Kidney Toxicogenomics of Chronic Potassium Bromate Exposure in F344 Male Rats

BACKGROUND: Potassium bromate (KBrO(3)), used in both the food and cosmetics industry, and a drinking water disinfection by-product, is a nephrotoxic compound and rodent carcinogen. To gain insight into the carcinogenic mechanism of action and provide possible biomarkers of KBrO(3) exposure, the gene expression in kidneys from chronically exposed male F344 rats was investigated. METHODS: Male F344 rats were exposed to KBrO(3) in drinking water for 52 and 100 wk. Kidneys were removed, frozen, and stored at −80°C, then used for Affymetrix microarray analysis. Gene expression patterns were examined using a non-carcinogenic (20 ppm) and carcinogenic dose (400 ppm) at 52 wk, and compared to 100 wk high dose (400 ppm) and adenoma gene expression. RESULTS: Statistical analysis revealed 144, 224, 43, and 994 genes out of 15866 from the 52 wk low, 52 wk high, 100 wk high, and adenomas respectively, were differentially expressed when compared to control kidneys. Gene ontology classification of the 52 wk high dose showed alterations of gene transcripts involved in oxidative stress, lipid metabolism, kidney function/ion transport, and cellular function.
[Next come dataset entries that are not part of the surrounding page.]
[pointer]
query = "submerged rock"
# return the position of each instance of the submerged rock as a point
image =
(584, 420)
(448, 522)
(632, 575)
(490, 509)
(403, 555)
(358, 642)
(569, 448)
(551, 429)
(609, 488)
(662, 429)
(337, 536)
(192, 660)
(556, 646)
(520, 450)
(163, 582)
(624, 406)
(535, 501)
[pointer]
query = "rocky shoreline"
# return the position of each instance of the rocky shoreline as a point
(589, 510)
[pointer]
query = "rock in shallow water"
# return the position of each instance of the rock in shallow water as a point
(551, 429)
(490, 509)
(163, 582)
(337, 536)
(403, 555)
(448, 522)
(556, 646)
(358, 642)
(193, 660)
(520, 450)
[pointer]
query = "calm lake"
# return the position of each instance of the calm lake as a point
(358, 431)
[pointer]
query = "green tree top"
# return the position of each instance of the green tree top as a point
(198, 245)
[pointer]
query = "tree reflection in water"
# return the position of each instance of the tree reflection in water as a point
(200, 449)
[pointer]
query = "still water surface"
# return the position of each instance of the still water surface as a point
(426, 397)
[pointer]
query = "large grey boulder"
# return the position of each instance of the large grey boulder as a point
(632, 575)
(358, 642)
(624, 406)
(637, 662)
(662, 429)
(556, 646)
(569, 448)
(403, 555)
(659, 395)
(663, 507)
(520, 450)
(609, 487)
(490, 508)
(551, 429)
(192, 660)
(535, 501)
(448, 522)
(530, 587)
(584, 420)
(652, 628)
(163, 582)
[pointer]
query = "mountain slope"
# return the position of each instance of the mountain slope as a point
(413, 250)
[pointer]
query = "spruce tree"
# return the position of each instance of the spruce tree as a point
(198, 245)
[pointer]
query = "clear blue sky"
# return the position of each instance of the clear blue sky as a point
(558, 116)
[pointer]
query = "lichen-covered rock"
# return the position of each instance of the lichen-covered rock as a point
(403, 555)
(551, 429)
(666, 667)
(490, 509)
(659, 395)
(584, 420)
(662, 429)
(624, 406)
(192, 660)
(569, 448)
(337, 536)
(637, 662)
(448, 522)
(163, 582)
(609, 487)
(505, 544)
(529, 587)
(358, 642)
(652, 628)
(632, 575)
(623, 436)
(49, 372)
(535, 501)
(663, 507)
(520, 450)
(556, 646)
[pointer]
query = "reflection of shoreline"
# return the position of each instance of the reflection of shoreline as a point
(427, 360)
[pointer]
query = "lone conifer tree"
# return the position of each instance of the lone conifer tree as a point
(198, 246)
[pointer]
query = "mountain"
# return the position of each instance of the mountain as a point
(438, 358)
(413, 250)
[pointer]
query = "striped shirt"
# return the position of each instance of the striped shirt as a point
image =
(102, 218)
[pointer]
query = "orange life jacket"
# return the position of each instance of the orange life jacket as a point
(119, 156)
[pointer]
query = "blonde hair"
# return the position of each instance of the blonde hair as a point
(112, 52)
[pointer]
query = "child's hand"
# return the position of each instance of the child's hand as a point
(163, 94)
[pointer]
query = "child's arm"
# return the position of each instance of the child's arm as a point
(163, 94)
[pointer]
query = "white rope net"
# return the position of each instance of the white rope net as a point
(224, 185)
In a comparison of kidney development gene expression, alterations were seen in the adenomas but not in the 52 wk bromate-treated kidneys. However, the normal kidney from the high dose group resembled the adenoma expression pattern with early kidney development genes being up-regulated and adult phase genes being down-regulated. Moreover, eight genes were identified which could serve as biomarkers of carcinogenic exposure to bromate. The most promising of these was Pendrin, or Slc26a4, a solute carrier of chloride and iodide active in the kidney, thyroid, and inner ear. All these tissues are targets of KBrO(3) toxicity. Expression array results were verified with quantitative real-time rtPCR. CONCLUSIONS: These data demonstrate that the 400 ppm carcinogenic dose of KBrO(3) showed marked gene expression differences from the 20 ppm non-carcinogenic dose. Comparison of kidney development gene expression showed that the adenoma patterns were more characteristic of embryonic than adult kidneys, and that the normal kidney from the high dose group resembled the adenoma-like gene expression pattern. Taken together, the analysis from this study identifies potential biomarkers of exposure and illuminates a possible carcinogenic mode of action for KBrO(3).